Emily Gephart is a historian of the Art and Visual Culture of the United States, with an emphasis on ecocriticism and on the history of perceptual psychology. She has a PhD from the Massachusetts Institute of Technology in the History, Theory and Criticism program, and holds a MA in Art History from Tufts University and a BA in Art History and Studio Art from Oberlin College.
Her research spans many forms of visual culture: she has published and presented on how new scientific approaches to the unconscious mind informed the work of American artists and critics in the early 20th century; on poetic satire and pictorial criticism of modernism in the 1916 Spectra hoax; on transatlantic encounters with the oceanic commons in art; on coordinated human and animal aesthetics in millinery fashion; and on the fabrication and perception of fly fishing lures, among other examples of 19th century 'ecologies of mind.'
Emily has presented her work at conferences including annual meetings of the College Art Association (2012, 2014, 2019); the History of Science Society (2014); the Nineteenth Century Studies Association (2015, 2016, 2018); the Association for the Study of Literature and the Environment (2019); and at symposia held in Amsterdam, Holland (2013), London, UK (2014), New York (2015), Toronto, (2018) and Princeton, NJ (2018).
Her published articles and reviews have appeared in journals such as Cabinet Magazine (2001); Imago Musicae: International Yearbook of Musical Iconography (2014-15); Nineteenth Century Art Worldwide (2015); The Bulletins of the Serving Library (2015 and 2016); American Studies Journal (2016); Panorama (2019); and William James Studies (2017); as well as in anthologies of essays devoted to fashion history and the architecture of modern department stores (2017).

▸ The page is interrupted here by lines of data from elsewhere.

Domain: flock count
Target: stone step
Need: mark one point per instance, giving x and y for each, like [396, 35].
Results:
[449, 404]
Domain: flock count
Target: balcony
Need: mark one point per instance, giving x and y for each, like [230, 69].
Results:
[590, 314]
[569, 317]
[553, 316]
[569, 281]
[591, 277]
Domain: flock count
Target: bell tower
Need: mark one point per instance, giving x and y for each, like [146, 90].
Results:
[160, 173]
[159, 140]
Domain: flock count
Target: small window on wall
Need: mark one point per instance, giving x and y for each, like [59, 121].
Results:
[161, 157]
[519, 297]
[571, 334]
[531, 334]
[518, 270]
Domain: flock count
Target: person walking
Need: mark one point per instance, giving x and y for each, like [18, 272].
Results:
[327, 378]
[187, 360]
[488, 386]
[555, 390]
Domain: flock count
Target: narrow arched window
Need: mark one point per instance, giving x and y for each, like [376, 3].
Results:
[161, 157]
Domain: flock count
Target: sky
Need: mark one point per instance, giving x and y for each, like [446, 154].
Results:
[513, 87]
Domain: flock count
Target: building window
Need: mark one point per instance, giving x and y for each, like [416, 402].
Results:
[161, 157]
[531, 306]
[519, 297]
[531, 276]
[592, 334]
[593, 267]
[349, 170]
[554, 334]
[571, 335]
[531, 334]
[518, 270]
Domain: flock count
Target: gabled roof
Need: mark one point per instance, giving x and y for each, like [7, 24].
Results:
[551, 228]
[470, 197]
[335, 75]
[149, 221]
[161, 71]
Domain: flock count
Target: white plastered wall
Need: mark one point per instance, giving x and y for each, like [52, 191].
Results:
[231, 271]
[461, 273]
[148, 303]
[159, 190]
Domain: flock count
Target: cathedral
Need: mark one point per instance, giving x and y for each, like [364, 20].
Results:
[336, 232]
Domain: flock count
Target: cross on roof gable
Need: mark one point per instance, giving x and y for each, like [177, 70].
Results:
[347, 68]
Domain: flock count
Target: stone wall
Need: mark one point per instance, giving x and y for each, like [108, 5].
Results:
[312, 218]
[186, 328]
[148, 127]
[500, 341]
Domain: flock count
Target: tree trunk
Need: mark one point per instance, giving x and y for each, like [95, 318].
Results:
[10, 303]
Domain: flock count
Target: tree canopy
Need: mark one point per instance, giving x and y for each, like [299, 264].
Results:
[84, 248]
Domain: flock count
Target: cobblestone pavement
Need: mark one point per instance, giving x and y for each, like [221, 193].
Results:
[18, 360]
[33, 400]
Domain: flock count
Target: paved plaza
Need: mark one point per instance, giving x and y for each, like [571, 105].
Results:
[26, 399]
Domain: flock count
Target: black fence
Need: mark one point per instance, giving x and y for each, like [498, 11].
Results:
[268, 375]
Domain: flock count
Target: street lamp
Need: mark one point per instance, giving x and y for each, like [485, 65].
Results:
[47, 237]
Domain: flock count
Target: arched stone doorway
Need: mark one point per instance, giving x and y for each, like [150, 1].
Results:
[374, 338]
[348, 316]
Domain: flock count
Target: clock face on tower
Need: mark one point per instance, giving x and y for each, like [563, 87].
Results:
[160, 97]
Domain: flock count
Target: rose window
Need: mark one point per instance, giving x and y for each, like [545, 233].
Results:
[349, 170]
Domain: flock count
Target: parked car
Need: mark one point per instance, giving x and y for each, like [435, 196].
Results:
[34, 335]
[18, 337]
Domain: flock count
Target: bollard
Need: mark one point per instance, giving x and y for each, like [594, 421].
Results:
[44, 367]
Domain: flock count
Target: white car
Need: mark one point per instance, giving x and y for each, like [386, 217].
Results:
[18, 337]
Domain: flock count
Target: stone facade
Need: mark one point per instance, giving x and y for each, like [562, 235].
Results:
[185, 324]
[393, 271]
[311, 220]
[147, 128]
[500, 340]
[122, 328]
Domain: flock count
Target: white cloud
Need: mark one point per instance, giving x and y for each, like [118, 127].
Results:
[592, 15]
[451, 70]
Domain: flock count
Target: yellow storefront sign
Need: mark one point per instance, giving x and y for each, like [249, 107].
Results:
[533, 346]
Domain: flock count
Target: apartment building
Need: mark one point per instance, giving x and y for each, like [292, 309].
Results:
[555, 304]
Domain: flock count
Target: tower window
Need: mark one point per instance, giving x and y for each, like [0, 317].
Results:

Her forthcoming co-authored essay, Confluence: Painting Seawater Across the Nineteenth Century Atlantic in the anthology Picture Ecology: Art and Ecocriticism in Planetary Perspective, will be released by Yale University Press in November.
Her co-edited collection of essays, entitled Ecocriticism and the Anthropocene in Nineteenth Century Visual Culture, was published by Routledge in 2019.
Professor Gephart's courses focus on the social and intellectual contexts for all forms of American and modern art; she teaches on visual studies; on landscape, nature and ecology; on the dynamic global origins of modernism; on art and identity in the United States in the 19th and 20th centuries; on narrating contemporary art’s emerging histories; and on interpretive critical methodologies. In addition to teaching in the Visual and Material Studies program at the SMFA, she has taught in the Tufts Department of Art and Art History, and in ILVS.